Mohamed Keynan, who owns a clothing business in the predominantly Somali American neighborhood of Cedar-Riverside, recalled how he tried to call 911 for help during last year’s riots, only to be told the city “had bigger problems to deal with,” forcing him and other business owners to guard their properties around-the-clock.
Keynan initially was disheartened last week when he saw National Guard troops in predominantly White commercial districts. But his dismay turned to relief when soldiers arrived in Cedar-Riverside on Friday — a repositioning that came after a city council member complained that the area had been overlooked. Armed troops walked the neighborhood, occasionally popping into stores to greet people who were fasting as part of the month-long observation of Ramadan. Other soldiers hung out in Humvees, with armored vehicles parked nearby.

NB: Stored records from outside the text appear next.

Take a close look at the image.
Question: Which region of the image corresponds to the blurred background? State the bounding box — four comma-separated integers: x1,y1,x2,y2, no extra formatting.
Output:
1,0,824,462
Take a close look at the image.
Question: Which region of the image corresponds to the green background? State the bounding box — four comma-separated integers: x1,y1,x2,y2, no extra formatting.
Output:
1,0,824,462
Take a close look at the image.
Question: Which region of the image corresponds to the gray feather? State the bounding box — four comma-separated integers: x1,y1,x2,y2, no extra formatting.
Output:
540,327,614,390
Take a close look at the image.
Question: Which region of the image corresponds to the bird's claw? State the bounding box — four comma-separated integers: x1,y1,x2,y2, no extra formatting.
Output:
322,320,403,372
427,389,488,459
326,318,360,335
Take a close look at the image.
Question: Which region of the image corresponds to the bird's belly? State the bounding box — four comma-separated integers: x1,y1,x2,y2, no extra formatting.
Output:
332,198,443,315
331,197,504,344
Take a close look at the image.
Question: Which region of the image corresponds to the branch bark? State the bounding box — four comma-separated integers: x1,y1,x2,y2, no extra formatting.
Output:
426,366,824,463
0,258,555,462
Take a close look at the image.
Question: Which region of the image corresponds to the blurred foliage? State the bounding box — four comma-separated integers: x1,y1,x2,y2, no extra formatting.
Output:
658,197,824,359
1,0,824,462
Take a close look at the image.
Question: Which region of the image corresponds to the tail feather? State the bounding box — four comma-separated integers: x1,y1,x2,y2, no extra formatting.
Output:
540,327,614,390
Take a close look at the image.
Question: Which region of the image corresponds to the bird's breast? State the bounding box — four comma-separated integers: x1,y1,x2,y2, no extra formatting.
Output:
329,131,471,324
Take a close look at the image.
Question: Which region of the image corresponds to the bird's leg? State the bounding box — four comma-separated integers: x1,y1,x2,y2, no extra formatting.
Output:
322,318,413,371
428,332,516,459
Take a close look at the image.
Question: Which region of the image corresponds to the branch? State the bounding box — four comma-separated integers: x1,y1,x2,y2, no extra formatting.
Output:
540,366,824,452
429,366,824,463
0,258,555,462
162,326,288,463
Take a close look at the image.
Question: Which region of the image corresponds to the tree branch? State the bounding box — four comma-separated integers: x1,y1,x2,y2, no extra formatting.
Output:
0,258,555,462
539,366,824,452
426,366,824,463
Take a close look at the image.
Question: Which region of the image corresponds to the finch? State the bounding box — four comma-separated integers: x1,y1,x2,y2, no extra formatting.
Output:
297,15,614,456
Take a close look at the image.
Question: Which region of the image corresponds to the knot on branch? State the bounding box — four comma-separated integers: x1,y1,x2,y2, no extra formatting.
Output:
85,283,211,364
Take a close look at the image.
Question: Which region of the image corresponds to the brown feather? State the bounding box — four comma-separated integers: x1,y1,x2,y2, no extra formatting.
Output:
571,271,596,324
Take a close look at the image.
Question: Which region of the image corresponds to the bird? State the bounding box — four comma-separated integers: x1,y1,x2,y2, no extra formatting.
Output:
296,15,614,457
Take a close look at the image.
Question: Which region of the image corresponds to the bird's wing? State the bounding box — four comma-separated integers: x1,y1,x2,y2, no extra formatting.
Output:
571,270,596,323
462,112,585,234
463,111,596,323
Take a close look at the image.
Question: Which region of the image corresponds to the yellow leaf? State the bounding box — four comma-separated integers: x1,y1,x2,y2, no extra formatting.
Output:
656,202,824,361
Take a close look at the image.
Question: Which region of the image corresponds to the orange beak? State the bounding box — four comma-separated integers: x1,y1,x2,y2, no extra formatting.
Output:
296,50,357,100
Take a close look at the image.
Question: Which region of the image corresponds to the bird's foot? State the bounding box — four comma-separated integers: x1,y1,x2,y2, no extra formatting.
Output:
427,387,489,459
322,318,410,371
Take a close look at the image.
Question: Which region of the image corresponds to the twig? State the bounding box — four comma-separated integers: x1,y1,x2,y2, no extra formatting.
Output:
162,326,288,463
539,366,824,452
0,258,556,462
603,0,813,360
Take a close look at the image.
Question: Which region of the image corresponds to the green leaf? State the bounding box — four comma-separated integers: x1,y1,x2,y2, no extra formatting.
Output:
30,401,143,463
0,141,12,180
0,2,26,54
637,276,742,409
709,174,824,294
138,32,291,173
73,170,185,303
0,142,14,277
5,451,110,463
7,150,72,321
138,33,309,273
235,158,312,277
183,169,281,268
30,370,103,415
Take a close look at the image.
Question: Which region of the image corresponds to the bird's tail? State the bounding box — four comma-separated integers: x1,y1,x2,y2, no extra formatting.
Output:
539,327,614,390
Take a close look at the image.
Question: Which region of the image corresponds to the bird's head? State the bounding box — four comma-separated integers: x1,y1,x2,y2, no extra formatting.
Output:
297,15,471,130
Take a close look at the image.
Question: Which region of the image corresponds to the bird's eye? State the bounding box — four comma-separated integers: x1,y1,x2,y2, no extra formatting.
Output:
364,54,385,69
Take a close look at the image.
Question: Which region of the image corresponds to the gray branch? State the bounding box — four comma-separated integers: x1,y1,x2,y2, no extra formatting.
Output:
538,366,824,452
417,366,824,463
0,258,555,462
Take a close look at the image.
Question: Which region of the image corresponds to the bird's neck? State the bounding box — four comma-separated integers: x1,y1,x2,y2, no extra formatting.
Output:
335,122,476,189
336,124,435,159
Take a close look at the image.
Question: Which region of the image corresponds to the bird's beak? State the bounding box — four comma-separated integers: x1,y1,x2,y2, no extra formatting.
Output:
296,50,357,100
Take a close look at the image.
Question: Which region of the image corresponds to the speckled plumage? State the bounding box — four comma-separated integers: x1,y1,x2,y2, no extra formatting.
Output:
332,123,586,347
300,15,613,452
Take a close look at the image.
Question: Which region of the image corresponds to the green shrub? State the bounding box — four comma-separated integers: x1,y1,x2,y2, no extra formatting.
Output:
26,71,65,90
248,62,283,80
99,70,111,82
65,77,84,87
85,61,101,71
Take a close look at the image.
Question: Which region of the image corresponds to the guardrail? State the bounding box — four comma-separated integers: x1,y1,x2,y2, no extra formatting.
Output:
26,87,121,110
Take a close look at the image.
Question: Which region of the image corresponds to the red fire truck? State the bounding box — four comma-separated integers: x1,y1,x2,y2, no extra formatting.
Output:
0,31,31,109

“When I see the police and when I see the military, I feel comfortable,” said Keynan, as two troops in combat fatigues walked past his store. “I at least feel like they will protect our neighborhood.”
But Keynan said local business owners are still terrified that the Chauvin verdict could trigger the “worst” violence yet in the Twin Cities region. He and others are not convinced that troops will stick around, leaving merchants on their own again.
“If [Chauvin] gets off, everything will be upside down,” Keynan said, adding that the Somali American community also fears possible retaliation from far-right extremist groups, should the ex-officer be convicted. “Everyone is very nervous, because we just don’t know what is going to be happening.”